Credit risk unveiled: Decision trees triumph in comparative machine learning study

Chenxi Wu

doi:10.54254/2755-2721/79/20241613

1. Introduction

The credit could mean an agreement between both lenders and borrowers. It can happen between the individuals; it can also occur between companies. However, in this paper, we are only considering one situation in which bank is the lender and pubic (ordinary people) borrowers. Credit could also mean that how trustworthy a person is, the lenders (bank) would decide whether to borrow them or not. Those lenders could not lend money whenever someone wanted to have money because if the borrower was not able to pay back the money, the lenders would experience big trouble since they also needed the money for them to run correctly and not to close- down the company as a result. This is where credit risk [1] comes from. Credit risk is the fact that people would not pay back the money to the lenders. Initially, not many people realized the importance of the concept of credit risk. However, during the 2008 financial crisis, a severe contraction of liquidity in global financial markets that originated in the United States as a result of the collapse of the US housing market made a lot of the company not only in the US but also around the world’s company closed down. Leading to evictions and foreclosures. The stock market plummeted, and major businesses worldwide began to fail, losing millions, resulting in widespread layoffs and extended periods of unemployment worldwide.

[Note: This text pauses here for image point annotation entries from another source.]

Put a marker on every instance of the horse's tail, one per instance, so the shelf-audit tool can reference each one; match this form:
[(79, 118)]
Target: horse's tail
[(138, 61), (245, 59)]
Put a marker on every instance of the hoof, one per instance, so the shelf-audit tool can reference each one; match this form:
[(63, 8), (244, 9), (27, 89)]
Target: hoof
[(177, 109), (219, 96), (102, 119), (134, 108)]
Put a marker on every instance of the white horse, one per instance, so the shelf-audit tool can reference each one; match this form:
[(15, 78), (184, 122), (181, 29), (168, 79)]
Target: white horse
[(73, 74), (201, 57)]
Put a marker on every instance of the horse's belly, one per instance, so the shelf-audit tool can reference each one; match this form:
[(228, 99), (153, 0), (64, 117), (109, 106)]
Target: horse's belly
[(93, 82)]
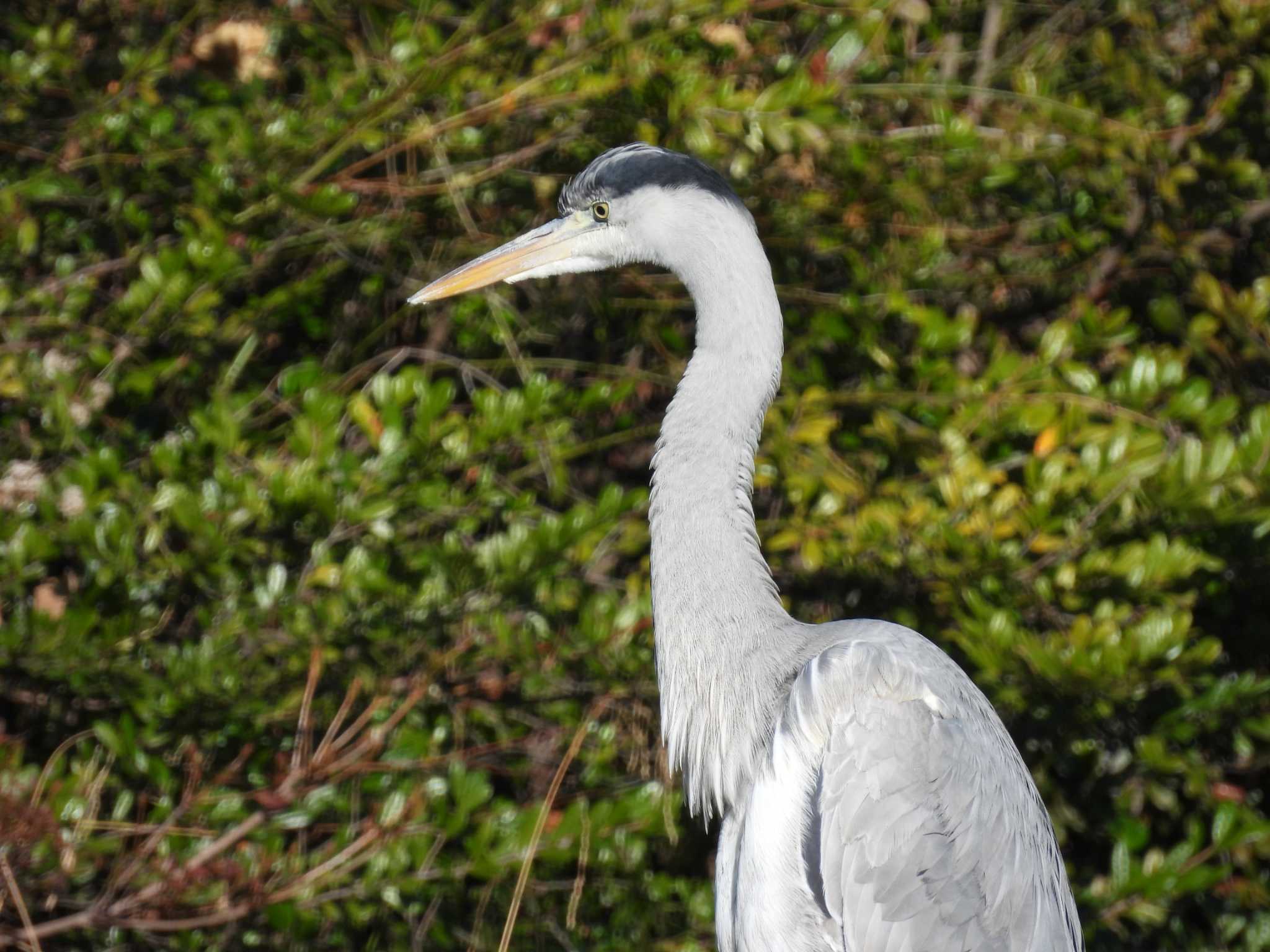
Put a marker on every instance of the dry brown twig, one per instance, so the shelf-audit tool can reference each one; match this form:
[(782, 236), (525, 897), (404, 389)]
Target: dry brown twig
[(136, 909), (523, 879)]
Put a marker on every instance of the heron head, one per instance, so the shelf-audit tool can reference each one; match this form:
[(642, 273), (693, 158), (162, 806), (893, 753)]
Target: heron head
[(633, 203)]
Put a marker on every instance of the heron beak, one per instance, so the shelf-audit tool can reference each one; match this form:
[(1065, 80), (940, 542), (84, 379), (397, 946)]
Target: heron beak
[(538, 253)]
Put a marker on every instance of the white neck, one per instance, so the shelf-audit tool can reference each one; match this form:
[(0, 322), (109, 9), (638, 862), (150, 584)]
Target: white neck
[(723, 639)]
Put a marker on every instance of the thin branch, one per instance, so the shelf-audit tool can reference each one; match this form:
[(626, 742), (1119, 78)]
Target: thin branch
[(527, 863), (12, 883)]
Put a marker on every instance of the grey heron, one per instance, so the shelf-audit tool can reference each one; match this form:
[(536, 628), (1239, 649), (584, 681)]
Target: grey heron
[(870, 798)]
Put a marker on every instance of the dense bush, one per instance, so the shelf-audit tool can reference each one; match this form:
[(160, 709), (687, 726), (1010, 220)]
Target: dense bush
[(1023, 252)]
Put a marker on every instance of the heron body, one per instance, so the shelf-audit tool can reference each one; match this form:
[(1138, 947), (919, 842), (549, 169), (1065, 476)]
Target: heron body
[(870, 798)]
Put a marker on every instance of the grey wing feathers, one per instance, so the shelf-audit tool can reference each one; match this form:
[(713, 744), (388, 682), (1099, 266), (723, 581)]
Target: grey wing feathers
[(931, 833)]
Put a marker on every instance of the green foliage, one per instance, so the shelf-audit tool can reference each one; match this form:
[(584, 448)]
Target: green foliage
[(1026, 410)]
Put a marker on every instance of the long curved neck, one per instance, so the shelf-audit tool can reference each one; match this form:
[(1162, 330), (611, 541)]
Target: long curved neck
[(723, 644)]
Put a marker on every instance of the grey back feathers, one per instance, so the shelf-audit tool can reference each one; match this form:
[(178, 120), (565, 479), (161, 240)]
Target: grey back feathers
[(871, 799), (626, 169)]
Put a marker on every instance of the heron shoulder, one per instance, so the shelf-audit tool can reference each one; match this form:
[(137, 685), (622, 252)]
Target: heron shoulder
[(923, 828)]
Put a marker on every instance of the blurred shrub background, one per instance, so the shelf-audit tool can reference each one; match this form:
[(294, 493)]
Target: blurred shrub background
[(1023, 253)]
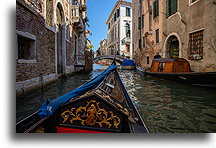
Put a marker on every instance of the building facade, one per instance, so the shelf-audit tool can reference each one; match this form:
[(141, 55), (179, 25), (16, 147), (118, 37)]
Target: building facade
[(175, 29), (50, 41), (103, 47), (120, 30)]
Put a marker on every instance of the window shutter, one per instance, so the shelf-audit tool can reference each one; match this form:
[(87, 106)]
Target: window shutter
[(167, 8)]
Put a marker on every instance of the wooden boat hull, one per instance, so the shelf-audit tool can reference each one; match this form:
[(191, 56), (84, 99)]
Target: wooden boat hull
[(106, 108), (127, 67), (206, 79)]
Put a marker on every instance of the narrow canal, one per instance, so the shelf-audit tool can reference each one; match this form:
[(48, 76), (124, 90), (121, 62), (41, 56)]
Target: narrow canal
[(166, 107)]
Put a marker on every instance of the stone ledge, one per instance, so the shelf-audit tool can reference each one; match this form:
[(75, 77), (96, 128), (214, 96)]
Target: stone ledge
[(28, 86)]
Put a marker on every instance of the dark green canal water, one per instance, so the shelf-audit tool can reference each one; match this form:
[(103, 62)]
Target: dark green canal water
[(166, 107)]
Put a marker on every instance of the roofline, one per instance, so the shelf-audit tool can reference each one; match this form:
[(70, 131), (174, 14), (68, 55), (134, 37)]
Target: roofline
[(118, 3)]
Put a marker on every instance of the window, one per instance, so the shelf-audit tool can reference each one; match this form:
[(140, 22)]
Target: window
[(196, 45), (139, 43), (157, 35), (74, 2), (115, 17), (127, 26), (128, 11), (49, 12), (148, 60), (26, 48), (191, 1), (144, 41), (68, 33), (142, 20), (161, 66), (118, 12), (139, 23), (171, 7), (156, 8)]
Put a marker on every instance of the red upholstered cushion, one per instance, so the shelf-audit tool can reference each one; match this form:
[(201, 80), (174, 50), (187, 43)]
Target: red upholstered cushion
[(73, 130)]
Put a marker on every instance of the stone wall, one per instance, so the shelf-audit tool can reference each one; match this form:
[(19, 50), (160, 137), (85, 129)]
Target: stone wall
[(29, 22)]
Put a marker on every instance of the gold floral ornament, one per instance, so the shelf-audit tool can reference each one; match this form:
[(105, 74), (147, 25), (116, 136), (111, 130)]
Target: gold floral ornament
[(91, 115)]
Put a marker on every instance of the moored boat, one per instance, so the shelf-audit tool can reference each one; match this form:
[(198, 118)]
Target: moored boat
[(179, 70), (128, 64), (100, 106)]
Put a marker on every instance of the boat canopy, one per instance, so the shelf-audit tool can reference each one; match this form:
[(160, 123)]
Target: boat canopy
[(128, 62), (179, 65), (49, 107)]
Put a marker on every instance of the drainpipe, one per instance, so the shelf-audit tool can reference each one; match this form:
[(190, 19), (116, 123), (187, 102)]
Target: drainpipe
[(141, 8)]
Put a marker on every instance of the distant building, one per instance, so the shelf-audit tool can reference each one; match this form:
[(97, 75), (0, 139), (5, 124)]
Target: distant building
[(50, 41), (103, 47), (120, 30), (175, 29)]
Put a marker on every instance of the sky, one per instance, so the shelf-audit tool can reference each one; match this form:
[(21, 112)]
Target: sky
[(98, 12)]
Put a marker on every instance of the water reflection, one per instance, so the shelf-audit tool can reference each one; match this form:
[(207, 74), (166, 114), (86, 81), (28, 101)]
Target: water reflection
[(172, 107), (164, 106)]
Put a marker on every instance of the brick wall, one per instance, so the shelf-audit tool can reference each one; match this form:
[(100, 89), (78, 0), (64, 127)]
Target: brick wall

There are several causes of the 2007 -2008 global financial crisis [2]. The main reason is because of credit risk, which includes imprudent mortgage lending. Against a backdrop of abundant credit, low-interest rates, and rising house prices, lending standards were relaxed to the point that many people could buy houses they couldn’t afford. None of the single borrowers would be able to pay back the money to the lenders. The system would finally break up after the global market has experienced a crisis.

2. Literature Terms

In this paper, we have used several methods to determine the possibility of people defaulting according to the dataset. We were using some mathematics equations and algorithms to compare which of the three methods got the best result after the experiment.

2.1. Support Vector Machine (SVM).

The SVM [3] model was famous over 20 years ago, mainly because of its convivence and ability to be widely used in different fields. SVM is a supervised learning model that is used for analyzing the classification and regression of the selected data. In this paper, we have only discussed the situation for analyzing the data using the classification methods.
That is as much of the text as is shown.